Помню, что она ушла с опухшим лицом, но не забыла задернуть его кусочком вуальки и вообще постаралась принять, насколько в ней хватало силы, обычный вид белошвейки, опять тип той самой, которую всякий видит в толпе с коробкой в руках.

— Ой, — сказала она сиплым шопотом, взглянув на часы, — одиннадцатый! Теперь полковница меня съест! Уж давно надо было быть! Ах, боже мой…

Толпа, схлынувшая с почтового поезда, поглотила ее «фигурку», ставшую опять «аккуратной»… Я просидел еще довольно долго, не смел тронуться с места под впечатлением чего-то ужасного. Наконец я встал со скамейки и пошел.

— Господин! — остановил меня сторож с бляхой. — Вот бумажку обронили!

Я взял бумажку: это была квитанция на принятие ребенка белошвейки.

А ведь она как целовала эту квитанцию-то! И теперь у нее ничего не осталось.
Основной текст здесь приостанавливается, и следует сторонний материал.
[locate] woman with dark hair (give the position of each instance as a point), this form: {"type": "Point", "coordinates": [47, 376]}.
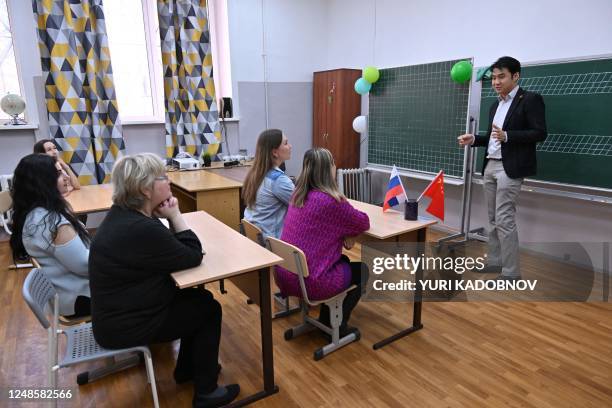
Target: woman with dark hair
{"type": "Point", "coordinates": [267, 189]}
{"type": "Point", "coordinates": [48, 147]}
{"type": "Point", "coordinates": [45, 228]}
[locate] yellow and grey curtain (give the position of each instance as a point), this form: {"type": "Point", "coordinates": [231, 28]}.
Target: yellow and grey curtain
{"type": "Point", "coordinates": [79, 89]}
{"type": "Point", "coordinates": [192, 119]}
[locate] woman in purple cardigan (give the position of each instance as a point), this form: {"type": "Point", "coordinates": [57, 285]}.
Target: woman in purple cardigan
{"type": "Point", "coordinates": [320, 221]}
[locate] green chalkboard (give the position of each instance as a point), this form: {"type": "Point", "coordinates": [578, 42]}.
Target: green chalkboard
{"type": "Point", "coordinates": [578, 99]}
{"type": "Point", "coordinates": [415, 115]}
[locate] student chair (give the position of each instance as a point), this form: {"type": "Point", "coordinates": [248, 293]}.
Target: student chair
{"type": "Point", "coordinates": [253, 232]}
{"type": "Point", "coordinates": [38, 292]}
{"type": "Point", "coordinates": [295, 262]}
{"type": "Point", "coordinates": [6, 203]}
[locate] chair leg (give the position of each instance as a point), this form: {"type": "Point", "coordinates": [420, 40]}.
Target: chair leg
{"type": "Point", "coordinates": [335, 310]}
{"type": "Point", "coordinates": [3, 221]}
{"type": "Point", "coordinates": [151, 377]}
{"type": "Point", "coordinates": [303, 328]}
{"type": "Point", "coordinates": [90, 376]}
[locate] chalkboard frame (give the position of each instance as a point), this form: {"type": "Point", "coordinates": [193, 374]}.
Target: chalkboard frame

Она опять должна девяносто девять частей жизни посвятить работе на хозяйку, заботам о полковнице, которая «выходит из себя», если на ней дурно «сидит», огорченью за неуспех этих полковниц из-за туалета, скорби хозяйки о недостатке средств на игру в карты — и только сотую часть своему материнскому делу, чувству, обязанности.

* * *

Так вот какие иногда многосложные вещи таятся в статистических дробях! Думаешь, думаешь над этими ноликами, делаешь разные вычисления, а нежданная слеза возьмет да все и запачкает!

Дополнение к рассказу «Квитанция»*

1

Квитанция, оставшаяся в моих руках после неожиданной встречи с белошвейкой, в такой степени приковала к себе мое внимание, что я до сих пор не могу еще перейти к оживлению иных статистических цифр и не могу оторваться от размышления об этих крупного и мелкого размера дробях, кишащих в живой жизни кругом меня в несметном множестве. Быть дробью, потерять самое право думать о своем существовании, как о чем-то напоминающем «целое», — удел всякого живого существа в строе современной купонной жизни, и вот почему такая прискорбнейшая дробь, как одна сотая матери, выработанная всем строем этой жизни, сосредоточила мое внимание именно на коренных особенностях этого строя. Строй народной, трудовой жизни тем и отличается от купонного, то есть труженического, батрацкого, изнуряющего личность человеческую, что в нем человек всеми возможными способами добивается права чувствовать себя целым числом, а не дробью, жить на свете, не покупая чужого труда и не продавая своего, то есть жить, сохраняя свою совесть и удовлетворяя полноте ее потребностей.